Об этом новом лекарстве у нас еще будет речь далее. Теперь же займемся «безгосударственностью» русской интеллигенции как в общем, так и в специальном смысле этого определения.

В числе статей «Вех» есть одна, с которой можно вполне согласиться, за исключением ее терминологии, а также тех вступительных и заключительных фраз, которыми она, довольно искусственно, пришита ко всему сборнику. Но как раз эта статья заключает в себе (конечно, помимо воли ее автора) самую злую критику основной идеи «Вех» о «первенстве духовной жизни над внешними формами общежития». Автор ее, г. Кистяковский, как раз взялся разработать тему о «внешних формах общежития». И он этим немало смущен. Как бы извиняясь, он оговаривается, что должен защищать «относительную ценность» – право, тогда как все другие сотоварищи защищают ценности «абсолютные».

Еще хуже для него то, что именно против преобладания его «относительной ценности» и направлена основная идея сборника. Как бы примиряя с собой своих единомышленников, он поясняет, что «самое существенное содержание права составляет свобода». «Правда, свобода внешняя, относительная, обусловленная общественной средой», спешит он оговориться. «Но внутренняя, более безотносительная, духовная свобода возможна только при существовании свободы внешней» («внешних форм общежития»?), скромно оговаривается он. И вот, что касается «свободы внешней», г. Кистяковскому приходится начать с заявления, что «русская интеллигенция никогда не уважала права», а потому у нее «не могло создаться и прочного правосознания». С точки зрения «Вех» – это очень хорошо. И г. Кистяковский спешит прибавить: «…нет основания упрекать нашу интеллигенцию в игнорировании права. Она стремилась к более высоким и безотносительным идеалам и могла пренебречь на своем пути этой второстепенной ценностью».

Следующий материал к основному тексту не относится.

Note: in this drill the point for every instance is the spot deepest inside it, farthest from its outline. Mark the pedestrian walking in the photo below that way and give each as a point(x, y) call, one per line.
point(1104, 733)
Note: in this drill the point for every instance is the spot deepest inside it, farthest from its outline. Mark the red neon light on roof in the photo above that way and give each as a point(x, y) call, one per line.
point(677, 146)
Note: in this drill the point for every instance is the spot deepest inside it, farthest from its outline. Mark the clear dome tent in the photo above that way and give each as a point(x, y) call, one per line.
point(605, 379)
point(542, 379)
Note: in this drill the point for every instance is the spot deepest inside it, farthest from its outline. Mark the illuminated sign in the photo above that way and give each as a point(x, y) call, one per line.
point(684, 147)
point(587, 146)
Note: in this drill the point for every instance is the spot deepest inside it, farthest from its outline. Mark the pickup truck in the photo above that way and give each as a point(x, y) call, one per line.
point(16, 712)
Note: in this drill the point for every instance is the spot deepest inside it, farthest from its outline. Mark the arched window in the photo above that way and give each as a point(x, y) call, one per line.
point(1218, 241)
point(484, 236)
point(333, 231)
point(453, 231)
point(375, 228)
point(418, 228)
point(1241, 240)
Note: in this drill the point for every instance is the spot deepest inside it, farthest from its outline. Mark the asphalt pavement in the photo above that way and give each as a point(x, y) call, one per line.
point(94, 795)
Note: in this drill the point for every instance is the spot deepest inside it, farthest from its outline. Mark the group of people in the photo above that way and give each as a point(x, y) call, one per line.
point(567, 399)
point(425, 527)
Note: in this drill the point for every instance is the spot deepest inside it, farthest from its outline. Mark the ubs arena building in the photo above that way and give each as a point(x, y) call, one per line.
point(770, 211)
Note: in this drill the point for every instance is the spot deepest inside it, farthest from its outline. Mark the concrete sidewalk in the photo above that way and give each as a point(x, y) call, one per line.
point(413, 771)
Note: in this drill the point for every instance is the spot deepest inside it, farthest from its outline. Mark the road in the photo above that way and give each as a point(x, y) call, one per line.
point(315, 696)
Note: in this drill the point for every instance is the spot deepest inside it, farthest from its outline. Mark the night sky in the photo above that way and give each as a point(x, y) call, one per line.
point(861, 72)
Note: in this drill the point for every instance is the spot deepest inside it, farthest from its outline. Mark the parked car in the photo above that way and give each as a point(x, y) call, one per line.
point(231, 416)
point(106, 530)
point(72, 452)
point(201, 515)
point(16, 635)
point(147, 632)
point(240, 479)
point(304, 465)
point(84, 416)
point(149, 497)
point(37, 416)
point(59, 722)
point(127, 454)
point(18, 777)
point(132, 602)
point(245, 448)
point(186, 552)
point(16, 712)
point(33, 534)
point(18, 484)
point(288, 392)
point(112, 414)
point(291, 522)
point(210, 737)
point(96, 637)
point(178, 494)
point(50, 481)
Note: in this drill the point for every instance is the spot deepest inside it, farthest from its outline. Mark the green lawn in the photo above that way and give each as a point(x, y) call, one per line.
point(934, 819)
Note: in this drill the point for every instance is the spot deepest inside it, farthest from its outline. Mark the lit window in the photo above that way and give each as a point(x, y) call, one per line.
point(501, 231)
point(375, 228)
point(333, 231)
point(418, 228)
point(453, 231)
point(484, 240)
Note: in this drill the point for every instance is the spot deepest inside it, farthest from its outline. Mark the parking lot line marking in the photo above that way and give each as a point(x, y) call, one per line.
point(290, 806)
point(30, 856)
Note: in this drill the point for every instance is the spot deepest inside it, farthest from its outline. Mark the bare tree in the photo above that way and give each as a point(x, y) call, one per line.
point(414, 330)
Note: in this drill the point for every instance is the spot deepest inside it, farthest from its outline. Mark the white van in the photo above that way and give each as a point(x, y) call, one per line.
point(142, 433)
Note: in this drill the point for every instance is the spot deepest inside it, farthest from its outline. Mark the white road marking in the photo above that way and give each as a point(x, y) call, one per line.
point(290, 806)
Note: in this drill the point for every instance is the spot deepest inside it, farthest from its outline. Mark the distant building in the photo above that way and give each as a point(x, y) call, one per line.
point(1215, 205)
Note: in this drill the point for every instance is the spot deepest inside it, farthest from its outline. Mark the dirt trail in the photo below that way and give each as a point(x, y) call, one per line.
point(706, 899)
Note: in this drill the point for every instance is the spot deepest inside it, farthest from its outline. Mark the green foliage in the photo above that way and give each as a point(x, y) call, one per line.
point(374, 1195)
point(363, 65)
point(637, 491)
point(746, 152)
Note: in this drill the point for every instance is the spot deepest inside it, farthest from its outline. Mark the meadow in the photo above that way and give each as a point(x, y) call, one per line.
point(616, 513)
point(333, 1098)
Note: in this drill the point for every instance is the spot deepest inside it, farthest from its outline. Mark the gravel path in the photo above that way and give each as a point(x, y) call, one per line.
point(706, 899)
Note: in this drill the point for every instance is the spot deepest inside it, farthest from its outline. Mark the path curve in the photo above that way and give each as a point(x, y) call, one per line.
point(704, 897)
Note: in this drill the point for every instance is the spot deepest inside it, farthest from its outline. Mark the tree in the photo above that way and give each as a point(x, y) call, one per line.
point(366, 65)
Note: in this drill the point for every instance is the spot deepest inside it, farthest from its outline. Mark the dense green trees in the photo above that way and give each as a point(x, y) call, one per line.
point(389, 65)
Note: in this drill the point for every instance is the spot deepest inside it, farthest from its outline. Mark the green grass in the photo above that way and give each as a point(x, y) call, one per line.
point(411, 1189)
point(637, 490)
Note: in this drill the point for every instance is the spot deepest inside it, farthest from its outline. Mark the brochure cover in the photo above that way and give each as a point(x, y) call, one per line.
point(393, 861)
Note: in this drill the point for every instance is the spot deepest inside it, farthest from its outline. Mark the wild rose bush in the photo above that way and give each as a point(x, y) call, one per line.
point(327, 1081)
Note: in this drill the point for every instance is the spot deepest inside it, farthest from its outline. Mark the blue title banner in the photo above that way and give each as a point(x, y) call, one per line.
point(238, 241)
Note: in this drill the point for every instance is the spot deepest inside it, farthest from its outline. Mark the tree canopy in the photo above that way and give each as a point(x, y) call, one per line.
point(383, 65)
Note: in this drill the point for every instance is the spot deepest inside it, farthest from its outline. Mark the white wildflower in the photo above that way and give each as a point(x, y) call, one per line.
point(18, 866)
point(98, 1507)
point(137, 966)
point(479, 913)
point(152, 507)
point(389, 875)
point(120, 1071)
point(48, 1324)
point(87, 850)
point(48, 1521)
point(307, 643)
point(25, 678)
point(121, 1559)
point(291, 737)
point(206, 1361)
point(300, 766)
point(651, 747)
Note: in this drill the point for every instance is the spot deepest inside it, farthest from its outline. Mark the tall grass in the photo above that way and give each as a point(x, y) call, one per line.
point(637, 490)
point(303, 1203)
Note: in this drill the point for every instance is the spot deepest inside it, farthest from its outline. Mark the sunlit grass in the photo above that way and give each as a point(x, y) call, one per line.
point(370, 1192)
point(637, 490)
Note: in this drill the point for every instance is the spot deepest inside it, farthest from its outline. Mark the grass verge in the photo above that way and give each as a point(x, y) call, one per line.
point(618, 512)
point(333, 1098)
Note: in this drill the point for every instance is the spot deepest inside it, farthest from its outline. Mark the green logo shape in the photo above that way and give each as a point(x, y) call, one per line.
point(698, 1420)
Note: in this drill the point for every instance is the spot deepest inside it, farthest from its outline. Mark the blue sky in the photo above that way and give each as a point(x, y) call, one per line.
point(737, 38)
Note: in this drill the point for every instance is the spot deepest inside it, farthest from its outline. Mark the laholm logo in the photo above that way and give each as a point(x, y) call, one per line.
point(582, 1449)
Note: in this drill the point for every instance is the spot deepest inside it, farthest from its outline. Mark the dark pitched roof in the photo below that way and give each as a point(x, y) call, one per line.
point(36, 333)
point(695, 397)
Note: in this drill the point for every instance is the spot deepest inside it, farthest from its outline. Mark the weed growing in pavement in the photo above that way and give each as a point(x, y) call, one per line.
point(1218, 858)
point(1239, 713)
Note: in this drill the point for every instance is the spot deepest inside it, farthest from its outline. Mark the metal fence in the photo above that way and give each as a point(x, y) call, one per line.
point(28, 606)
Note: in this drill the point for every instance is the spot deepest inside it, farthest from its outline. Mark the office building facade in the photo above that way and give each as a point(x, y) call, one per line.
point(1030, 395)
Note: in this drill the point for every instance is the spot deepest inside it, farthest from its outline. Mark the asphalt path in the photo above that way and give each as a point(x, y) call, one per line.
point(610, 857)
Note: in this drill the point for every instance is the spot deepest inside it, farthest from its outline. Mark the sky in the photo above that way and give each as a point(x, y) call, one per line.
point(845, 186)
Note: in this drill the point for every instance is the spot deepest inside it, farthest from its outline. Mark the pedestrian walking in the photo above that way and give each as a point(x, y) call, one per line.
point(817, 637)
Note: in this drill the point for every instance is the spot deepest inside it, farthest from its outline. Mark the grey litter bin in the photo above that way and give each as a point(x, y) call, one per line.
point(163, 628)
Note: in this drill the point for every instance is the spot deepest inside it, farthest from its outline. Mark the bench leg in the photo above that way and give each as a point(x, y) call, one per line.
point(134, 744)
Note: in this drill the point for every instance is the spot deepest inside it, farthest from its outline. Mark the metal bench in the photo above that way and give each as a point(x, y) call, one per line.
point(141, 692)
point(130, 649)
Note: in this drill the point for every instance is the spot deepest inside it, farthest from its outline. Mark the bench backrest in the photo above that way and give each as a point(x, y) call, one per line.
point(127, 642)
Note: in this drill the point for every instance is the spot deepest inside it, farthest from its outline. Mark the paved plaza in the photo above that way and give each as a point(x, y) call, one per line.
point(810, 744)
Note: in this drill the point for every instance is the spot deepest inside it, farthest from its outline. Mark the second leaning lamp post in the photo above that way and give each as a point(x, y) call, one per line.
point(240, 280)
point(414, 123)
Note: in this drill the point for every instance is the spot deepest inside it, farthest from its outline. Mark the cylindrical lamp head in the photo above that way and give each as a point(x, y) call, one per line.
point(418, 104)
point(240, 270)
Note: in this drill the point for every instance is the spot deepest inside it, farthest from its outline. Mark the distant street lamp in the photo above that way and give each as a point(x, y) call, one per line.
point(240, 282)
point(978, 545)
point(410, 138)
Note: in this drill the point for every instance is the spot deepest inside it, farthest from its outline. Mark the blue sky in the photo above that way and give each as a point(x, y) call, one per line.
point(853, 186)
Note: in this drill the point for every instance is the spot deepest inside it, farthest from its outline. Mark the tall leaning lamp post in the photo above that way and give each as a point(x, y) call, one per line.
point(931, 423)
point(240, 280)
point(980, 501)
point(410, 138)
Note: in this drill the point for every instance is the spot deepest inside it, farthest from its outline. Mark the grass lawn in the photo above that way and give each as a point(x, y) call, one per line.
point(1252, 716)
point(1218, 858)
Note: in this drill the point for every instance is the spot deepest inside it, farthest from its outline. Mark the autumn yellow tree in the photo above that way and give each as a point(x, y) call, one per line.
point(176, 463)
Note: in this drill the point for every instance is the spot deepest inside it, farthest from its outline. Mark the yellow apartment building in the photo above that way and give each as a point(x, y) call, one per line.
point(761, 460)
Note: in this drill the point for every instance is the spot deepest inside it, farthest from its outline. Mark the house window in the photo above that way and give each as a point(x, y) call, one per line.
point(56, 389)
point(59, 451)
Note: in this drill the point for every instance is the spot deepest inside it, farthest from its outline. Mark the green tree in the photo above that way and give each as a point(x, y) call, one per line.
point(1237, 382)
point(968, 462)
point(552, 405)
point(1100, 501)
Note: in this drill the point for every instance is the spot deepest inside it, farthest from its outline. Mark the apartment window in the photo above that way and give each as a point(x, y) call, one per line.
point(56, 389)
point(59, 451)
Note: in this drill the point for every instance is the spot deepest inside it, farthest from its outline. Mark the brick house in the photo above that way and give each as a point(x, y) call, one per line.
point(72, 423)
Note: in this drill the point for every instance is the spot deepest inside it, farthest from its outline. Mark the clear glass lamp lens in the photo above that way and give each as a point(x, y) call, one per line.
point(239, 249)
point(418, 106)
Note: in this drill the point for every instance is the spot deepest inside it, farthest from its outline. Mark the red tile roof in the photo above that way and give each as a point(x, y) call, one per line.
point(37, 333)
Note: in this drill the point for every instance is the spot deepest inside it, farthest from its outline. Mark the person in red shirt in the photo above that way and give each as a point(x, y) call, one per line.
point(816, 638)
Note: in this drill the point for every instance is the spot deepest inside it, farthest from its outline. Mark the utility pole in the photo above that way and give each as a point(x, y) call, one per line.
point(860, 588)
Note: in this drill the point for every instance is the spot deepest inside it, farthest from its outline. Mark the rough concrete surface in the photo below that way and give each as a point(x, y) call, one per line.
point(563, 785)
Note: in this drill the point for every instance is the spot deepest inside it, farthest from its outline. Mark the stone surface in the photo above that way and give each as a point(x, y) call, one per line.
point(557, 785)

Тут, однако, становится ясно, что скромные оправдания имеют скорее вид лукавой иронии. Насмешка становится еще очевиднее, когда, несколькими страницами дальше, то же замечание излагается известными стихами поэта-юмориста Б.Н. Алмазова:

Широки натуры русские,
Нашей правды идеал
Не влезает в формы узкие
Юридических начал.

Кто же, в самом деле, «виноват» в подобном пренебрежении к праву? Неужели вся русская интеллигенция? Отнюдь нет. Кистяковский признает, что в приведенных стихах «по существу верно изложен взгляд славянофилов», идейных предшественников авторов «Вех». Славянофилы, подобно «Вехам», «в слабости внешних правовых форм и даже в полном отсутствии внешнего правопорядка в русской общественной жизни усматривали положительную, а не отрицательную сторону».